主人公の纏う純白の外套と同じ色だと、健気に笑うヒロイン。このゲームにおける魔法の代償で、彼女の髪はもう戻らない。
選択肢が、ポップした。
「その色の君も素敵だよ……?はっ、笑わせんな」
彼女の魅力は、艶やかな金髪の中に、少しだけ紛れた神秘的な白だった。
白髪も美しいけれど、微笑みの向こう、彼女の気持ちを思えば──。
いや、待て。
おかしい。自分はこのゲームをそれほど、真面目にやっていなかった。ヒロインが笑っているのに、隠された感情を見抜くなんて、そんな芸当ができるほど解像度は高くないはずだ。
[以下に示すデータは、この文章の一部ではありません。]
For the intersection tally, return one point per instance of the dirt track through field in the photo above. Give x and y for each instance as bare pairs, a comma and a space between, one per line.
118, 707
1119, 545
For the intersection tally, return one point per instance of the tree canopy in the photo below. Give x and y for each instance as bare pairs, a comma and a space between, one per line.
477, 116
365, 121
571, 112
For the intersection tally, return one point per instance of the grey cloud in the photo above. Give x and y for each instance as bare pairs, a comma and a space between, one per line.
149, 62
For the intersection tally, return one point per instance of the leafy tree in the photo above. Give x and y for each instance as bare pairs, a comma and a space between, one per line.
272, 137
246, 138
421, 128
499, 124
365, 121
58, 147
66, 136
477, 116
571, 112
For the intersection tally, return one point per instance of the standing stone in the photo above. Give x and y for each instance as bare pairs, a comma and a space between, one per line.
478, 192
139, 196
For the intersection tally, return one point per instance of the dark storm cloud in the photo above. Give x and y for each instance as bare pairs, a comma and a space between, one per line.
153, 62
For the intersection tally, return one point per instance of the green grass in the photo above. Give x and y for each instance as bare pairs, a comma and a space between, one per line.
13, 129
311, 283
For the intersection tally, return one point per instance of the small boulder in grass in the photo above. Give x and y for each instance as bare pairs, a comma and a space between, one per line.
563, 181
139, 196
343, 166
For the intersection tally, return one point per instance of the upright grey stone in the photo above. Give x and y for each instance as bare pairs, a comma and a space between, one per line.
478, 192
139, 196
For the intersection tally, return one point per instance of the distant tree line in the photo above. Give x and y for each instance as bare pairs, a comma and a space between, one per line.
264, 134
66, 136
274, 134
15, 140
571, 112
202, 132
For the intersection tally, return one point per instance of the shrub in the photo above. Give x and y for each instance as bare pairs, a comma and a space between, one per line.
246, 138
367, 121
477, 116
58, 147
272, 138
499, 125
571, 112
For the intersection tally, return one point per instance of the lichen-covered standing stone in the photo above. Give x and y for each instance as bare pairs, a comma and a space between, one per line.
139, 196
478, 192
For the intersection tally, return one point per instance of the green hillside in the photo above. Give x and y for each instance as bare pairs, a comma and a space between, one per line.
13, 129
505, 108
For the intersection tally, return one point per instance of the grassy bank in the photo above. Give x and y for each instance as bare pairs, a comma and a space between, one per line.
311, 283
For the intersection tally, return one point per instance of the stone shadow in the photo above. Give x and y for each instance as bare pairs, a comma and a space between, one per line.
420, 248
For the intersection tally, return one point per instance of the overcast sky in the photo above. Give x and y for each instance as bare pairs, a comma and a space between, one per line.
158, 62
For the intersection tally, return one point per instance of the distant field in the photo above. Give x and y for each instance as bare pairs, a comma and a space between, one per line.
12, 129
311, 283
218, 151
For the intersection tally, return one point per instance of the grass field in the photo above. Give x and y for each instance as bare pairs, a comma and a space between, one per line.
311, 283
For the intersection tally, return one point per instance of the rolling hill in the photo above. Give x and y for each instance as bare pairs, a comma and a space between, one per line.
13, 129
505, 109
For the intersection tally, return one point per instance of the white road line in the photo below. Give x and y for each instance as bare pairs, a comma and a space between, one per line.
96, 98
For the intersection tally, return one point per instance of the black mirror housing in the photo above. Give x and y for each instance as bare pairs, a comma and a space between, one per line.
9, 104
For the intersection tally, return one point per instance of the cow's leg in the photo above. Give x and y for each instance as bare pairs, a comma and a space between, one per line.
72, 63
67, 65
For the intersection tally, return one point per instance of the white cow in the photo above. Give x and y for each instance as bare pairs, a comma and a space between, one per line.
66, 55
けれど、やはりこちらは選べなくて、もう一つの選択肢に視線を向ける。
「やっぱり、元の君が好きだ。こっちに決まってるだろ」
会話が進み、ヒロインは笑みを歪めた。当たり前だろう、欲しても、もう戻らないんだ。代償は不可逆で、使いすぎて喰い潰されれば、命すら危ない。
だから
酷く頭が痛い。暗い部屋でゲームをしていたせいだろう。
さっさと終わらせて、寝たい。とても眠い。セーブして中断したっていいはずなのに、ボタンを押す指が止まらない。
「竜の力があれば、代償を消せるかもしれない」
「確証はないし、大きすぎる力のせいで、君を傷つけてしまうかもしれない」
「それでも、僕は君の、お日様のような黄金色を、もう一度……」
主人公のセリフが、進んでいく。ラスボスを倒すために、加護をもらった白銀の竜に、今一度願う。
どうか、自分の愛する
湧き上がった感情は、嫉妬だった。
意味がわからない。そもそも、誰に向けた感情なのかもわからない。
でも、とにかく、心を満たした気持ちの色は、嫉妬で。
私のいないところでイチャつくな。
ガタガタ、ガタガタ、窓がうるさい。
風が強いみたいだ。少し、肌寒くなってきた気がする。
あと少し、たぶん、もう少しでこのゲームをクリアできる。ハッピーエンドだ。だから、まだ外に出たくない。もう少しだけ。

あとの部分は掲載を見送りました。